TOYOTA Australia’s near-new engine plant is likely to end up in Thailand at Siam Toyota Manufacturing once local production ends in 2017, according to Toyota sources.
The company says no decision has been made on what will happen to the engine manufacturing equipment, but GoAuto has been told that Toyota Australia executives are speculating privately that Thailand is the logical destination for the machinery that was partly funded by Australian taxpayers.
The Altona factory already exports engines to Thailand where they are fitted to Camrys and Camry Hybrids built at Toyota Motor Thailand’s Gateway assembly plant, about 100km east of Bangkok.
As that plant will need a fresh source of 2.5-litre four-cylinder engines after Altona closes, it makes sense to relocate that production line to Toyota’s existing engine manufacturing factory in Thailand, Siam Toyota Manufacturing, in nearby Chonburi.
Other equipment from Toyota’s Altona car assembly plant might also end up in Thailand, which is the likely source of Camry and the related V6 Aurion for Australia once Altona shuts down.
Toyota Australia media and external affairs manager Beck Angel told GoAuto today that no decision has been made on what Toyota would do with its factory equipment post-2017 or where the Camry and Aurion would be imported from.
Toyota Australia started production of AR four-cylinder Camry engines in January 2013, with about 16 per cent of engines exported to Thailand and Malaysia.
The $331 million engine plant was built with a $63 million contribution from the federal government’s Green Car Innovation Fund.
GoAuto was told that the plant was designed to have a life of two model cycles – roughly 10 years – meaning the equipment will have been used for only half of that by the time Toyota shutters the Australian factory.
Toyota employs more than 20,000 workers in Thailand, mainly at its Toyota Motor Thailand plants at Gateway and Ban Pho. It produces a wide range of vehicles there including Yaris, Corolla, Prius, Camry, HiLux and Fortuner (an SUV based on HiLux).
A smaller plant – Toyota Auto Works – also assembles the HiAce van.
While Toyota Australia produces about 100,000 Camry, Camry Hybrid and Aurion vehicles, with about 70 per cent going for export, mainly to the Middle East, Toyota Motor Thailand produces more than 880,000 vehicles, exporting them across the ASEAN region and to countries such as Australia.

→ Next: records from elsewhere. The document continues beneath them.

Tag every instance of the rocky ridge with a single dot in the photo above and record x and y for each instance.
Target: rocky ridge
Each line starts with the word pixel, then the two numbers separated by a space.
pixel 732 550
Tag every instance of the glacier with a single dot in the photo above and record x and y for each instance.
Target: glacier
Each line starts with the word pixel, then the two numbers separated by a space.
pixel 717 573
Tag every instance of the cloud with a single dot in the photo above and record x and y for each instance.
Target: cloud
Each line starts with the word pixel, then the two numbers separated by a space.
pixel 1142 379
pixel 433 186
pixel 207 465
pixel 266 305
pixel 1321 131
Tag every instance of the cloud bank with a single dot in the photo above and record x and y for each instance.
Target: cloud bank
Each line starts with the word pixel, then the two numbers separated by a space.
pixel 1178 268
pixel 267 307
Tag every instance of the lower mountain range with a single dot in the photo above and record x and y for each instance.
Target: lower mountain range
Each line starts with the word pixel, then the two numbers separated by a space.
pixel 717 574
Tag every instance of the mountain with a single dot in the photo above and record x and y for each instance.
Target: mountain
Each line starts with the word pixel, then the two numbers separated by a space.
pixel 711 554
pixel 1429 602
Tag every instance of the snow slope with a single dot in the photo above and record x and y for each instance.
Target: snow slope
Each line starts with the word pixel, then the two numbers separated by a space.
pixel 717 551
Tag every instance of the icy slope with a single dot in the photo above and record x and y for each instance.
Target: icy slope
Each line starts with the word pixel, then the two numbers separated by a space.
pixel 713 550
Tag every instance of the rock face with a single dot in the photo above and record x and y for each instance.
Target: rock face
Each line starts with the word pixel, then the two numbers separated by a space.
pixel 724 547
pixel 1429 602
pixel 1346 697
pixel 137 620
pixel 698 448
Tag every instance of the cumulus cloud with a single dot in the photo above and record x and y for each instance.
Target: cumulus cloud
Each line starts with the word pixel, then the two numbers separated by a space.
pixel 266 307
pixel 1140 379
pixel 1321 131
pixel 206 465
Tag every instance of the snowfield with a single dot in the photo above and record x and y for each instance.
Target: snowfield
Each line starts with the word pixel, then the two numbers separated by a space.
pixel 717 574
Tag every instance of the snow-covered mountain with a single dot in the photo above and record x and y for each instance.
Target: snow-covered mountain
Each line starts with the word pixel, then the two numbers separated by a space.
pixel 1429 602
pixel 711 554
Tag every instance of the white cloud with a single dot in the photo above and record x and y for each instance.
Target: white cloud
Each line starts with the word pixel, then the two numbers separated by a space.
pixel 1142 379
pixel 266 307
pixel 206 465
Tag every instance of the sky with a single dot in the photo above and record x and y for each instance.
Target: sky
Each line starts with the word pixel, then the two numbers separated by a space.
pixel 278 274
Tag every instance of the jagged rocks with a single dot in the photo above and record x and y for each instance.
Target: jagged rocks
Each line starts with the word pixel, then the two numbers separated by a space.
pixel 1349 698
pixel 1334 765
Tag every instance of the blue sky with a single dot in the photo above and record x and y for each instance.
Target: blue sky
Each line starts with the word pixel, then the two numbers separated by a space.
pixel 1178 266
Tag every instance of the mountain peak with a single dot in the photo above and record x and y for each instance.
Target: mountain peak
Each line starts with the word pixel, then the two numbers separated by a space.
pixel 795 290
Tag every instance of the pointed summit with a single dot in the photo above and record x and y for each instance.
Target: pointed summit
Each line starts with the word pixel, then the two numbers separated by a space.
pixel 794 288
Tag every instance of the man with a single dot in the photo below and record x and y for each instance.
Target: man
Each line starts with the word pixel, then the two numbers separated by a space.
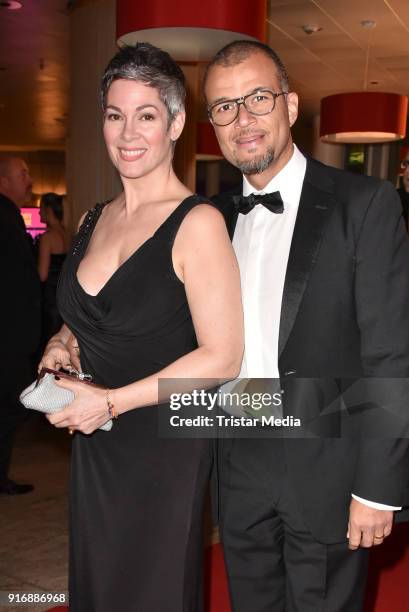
pixel 404 189
pixel 19 308
pixel 325 292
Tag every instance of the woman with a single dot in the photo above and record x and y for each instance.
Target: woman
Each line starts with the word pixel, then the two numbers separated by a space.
pixel 151 291
pixel 53 247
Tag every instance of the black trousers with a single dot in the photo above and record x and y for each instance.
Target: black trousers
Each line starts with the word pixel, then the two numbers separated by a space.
pixel 15 374
pixel 273 562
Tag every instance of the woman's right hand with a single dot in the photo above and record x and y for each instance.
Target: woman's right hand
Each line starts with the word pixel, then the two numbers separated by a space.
pixel 56 355
pixel 61 352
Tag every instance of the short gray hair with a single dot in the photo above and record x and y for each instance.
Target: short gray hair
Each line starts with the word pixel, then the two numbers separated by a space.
pixel 149 65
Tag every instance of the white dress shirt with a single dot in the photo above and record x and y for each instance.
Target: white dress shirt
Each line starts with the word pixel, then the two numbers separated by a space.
pixel 262 242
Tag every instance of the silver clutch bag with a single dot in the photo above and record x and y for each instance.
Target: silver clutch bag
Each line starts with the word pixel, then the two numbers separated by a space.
pixel 45 396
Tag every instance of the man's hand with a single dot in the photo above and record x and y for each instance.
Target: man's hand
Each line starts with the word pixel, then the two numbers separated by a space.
pixel 367 526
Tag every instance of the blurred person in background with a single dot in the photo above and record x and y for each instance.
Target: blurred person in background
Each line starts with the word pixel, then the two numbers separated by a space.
pixel 404 188
pixel 20 309
pixel 53 247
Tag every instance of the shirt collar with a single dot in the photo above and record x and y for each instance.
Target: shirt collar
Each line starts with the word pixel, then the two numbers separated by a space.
pixel 288 181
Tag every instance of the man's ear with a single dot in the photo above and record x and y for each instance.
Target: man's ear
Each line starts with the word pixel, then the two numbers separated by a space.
pixel 292 106
pixel 177 125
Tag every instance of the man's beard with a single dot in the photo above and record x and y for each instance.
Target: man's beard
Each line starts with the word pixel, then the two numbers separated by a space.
pixel 257 165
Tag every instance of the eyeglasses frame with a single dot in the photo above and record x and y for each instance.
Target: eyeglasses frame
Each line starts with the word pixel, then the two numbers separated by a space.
pixel 242 100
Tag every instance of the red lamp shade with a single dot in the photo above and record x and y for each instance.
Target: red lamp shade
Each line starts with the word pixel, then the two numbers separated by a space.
pixel 190 32
pixel 207 146
pixel 363 117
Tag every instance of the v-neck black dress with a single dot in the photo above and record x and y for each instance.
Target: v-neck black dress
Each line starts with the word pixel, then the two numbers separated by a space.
pixel 136 499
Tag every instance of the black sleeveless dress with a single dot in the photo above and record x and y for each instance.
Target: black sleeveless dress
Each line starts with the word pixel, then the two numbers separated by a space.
pixel 136 499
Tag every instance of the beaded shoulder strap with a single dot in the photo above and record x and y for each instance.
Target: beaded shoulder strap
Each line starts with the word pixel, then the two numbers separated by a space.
pixel 86 227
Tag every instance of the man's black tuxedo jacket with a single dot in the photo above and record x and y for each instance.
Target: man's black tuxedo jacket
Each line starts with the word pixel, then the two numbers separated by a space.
pixel 345 315
pixel 20 304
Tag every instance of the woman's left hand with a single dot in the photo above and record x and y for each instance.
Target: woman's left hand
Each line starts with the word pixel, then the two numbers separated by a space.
pixel 86 413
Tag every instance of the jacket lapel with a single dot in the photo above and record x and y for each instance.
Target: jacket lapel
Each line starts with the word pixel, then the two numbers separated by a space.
pixel 224 202
pixel 316 205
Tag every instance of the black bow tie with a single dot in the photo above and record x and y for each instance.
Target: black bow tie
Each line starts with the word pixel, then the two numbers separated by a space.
pixel 272 201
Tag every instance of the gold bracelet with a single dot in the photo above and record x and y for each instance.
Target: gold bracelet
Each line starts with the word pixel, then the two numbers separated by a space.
pixel 111 408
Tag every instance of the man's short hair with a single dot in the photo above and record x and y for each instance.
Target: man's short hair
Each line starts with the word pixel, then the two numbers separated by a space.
pixel 151 66
pixel 239 50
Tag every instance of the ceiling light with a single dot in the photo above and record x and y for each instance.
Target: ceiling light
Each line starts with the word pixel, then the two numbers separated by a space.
pixel 11 5
pixel 311 29
pixel 364 116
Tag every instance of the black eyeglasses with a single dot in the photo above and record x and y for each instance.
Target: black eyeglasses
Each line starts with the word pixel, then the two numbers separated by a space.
pixel 260 102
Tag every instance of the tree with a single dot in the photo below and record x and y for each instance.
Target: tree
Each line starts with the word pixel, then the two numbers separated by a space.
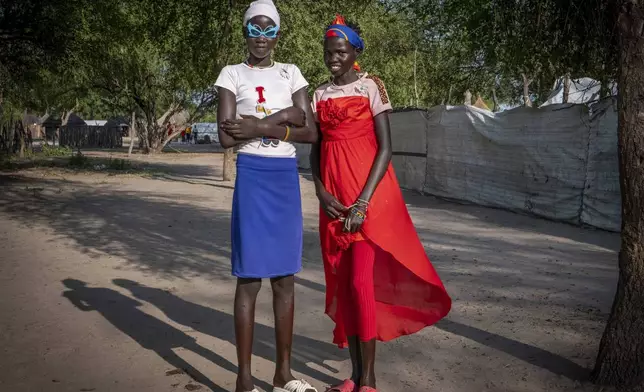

Toyota Australia has imported its top-selling ute, the HiLux, from Thailand for years, and now has switched production of its biggest seller, the Corolla, to the Asian kingdom for the latest model released locally today.
All imports from Thailand are duty free in Australia, thanks to the Australia-Thailand free-trade agreement.
It is unclear if the Thai plant will pick up the Middle East export program, or whether that will fall to one of Toyota’s other Camry factories in Japan or Kentucky.
The announcement that Toyota would quit manufacturing in Australia by the end of 2017 came on February 10. The decision will cost 2500 jobs at Toyota and tens of thousands of others at suppliers.
The decision came 50 years after Toyota started making cars in Melbourne.